The Reserve Bank of India (“RBI”) on Tuesday 14 September, 2010 issued a circular1 informing banks to enforce, with greater rigor, reporting requirements in connection with the issue of Foreign Direct Investment instrument (equity shares, fully and mandatorily convertible preference shares and debentures under the FDI Scheme) and the receipt of consideration for such issue.
Under prevailing foreign exchange laws, an Indian company receiving investment from outside India for issuing FDI instruments, must report the details of the amount of consideration, through a bank authorised by law (“AD Category - I bank”) to receive such remittances along with certain other documents (inward remittance receipt and KYC report) within 30 days from the date of receipt of the amount of consideration.
Further, the Indian company on issuing the FDI instruments to the non-resident investor was required to report the same in Form FC-GPR to the Regional Office concerned of the Reserve Bank within 30 days from the date of issue of shares.
Prior to December 14, 2007, a general permission was available for Indian companies to refund amounts received towards purchase of shares at any point of time after receiving remittances for the FDI instrument. Hence , it was a practice among many companies to receive funds as share consideration in advance and to refund the same, say two or three years later, without issuing shares – in effect, an external commercial borrowing.
In order to curb this practice, in December 2007, the RBI directed that FDI instruments should be issued within 180 days (i.e. approximately six months) of the receipt of the inward remittance. The RBI also directed that in the event a company failed to issue the FDI instrument within that period, the amount of consideration had to be mandatorily refunded to the non-resident investor without interest.

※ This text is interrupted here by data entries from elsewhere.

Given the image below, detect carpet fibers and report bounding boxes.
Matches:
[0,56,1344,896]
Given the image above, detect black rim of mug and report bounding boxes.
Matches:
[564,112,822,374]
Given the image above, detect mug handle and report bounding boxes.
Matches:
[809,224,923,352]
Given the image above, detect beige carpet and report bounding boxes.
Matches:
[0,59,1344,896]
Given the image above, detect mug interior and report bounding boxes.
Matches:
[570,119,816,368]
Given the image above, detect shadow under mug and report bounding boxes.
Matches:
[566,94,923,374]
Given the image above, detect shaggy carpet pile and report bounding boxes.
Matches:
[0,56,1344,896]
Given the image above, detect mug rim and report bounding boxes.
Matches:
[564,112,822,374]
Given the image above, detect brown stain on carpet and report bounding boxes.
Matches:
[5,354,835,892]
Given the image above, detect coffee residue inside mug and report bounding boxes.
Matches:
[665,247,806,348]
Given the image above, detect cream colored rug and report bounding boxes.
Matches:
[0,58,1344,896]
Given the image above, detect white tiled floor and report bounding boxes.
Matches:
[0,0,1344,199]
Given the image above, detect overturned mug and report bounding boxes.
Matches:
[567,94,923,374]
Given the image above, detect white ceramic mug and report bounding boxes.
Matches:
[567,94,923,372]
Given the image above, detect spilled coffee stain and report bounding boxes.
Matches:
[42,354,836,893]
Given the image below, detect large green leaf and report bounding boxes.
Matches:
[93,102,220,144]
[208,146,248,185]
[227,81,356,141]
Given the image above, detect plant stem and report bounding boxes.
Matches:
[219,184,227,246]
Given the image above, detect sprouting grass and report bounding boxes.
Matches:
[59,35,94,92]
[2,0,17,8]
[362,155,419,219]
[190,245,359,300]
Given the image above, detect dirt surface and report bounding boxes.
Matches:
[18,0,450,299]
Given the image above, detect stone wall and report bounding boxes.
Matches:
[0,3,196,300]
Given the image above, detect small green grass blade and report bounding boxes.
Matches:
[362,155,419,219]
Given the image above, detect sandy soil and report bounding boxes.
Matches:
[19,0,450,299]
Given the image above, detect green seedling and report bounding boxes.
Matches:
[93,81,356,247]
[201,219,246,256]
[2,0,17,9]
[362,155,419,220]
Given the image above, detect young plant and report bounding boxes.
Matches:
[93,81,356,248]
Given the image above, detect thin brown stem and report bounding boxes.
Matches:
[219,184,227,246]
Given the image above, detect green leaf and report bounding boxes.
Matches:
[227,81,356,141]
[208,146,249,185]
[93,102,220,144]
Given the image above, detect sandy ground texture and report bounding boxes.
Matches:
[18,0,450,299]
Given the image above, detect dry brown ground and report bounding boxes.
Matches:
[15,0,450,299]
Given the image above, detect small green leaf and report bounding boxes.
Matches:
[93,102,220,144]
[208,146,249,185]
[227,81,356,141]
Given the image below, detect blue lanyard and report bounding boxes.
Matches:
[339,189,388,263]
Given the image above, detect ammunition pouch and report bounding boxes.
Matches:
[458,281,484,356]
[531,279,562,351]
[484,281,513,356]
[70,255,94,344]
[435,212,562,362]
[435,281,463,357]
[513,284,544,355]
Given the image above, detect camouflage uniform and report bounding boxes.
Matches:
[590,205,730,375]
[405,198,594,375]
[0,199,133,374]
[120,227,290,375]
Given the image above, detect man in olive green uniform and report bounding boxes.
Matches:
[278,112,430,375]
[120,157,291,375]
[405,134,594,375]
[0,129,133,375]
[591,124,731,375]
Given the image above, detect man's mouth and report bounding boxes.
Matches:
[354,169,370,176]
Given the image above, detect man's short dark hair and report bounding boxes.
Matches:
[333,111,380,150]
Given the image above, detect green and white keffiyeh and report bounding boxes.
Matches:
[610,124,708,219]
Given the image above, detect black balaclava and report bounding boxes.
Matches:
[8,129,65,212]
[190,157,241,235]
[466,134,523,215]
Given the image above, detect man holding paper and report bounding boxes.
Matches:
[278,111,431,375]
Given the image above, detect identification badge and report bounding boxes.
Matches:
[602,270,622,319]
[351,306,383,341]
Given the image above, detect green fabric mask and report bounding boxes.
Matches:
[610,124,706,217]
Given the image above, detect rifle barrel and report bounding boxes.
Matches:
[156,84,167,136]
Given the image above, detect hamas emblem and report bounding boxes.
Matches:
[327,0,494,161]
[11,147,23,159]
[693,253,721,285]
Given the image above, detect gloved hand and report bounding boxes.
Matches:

The RBI has now clarified that FDI being an important component of the Balance of Payment (“BoP”) statistics, which RBI compiles and publishes on a quarterly basis, any delay in submission of the FDI data results in under-reporting of FDI in the BoP statistics. RBI has advised AD Category - I banks to sensitise and impress upon their clients the importance of strict adherence to the FDI reporting requirements including KYC report and has suggested that banks monitor the reported inward remittances and the subsequent issue of shares or refund of share application money by the companies.
Therefore, non-compliance with the above provision would be reckoned as a contravention under FEMA, 1999. As a consequence of this direction, Indian companies are likely to face stricter monitoring of their share transactions from their authorized dealer banks.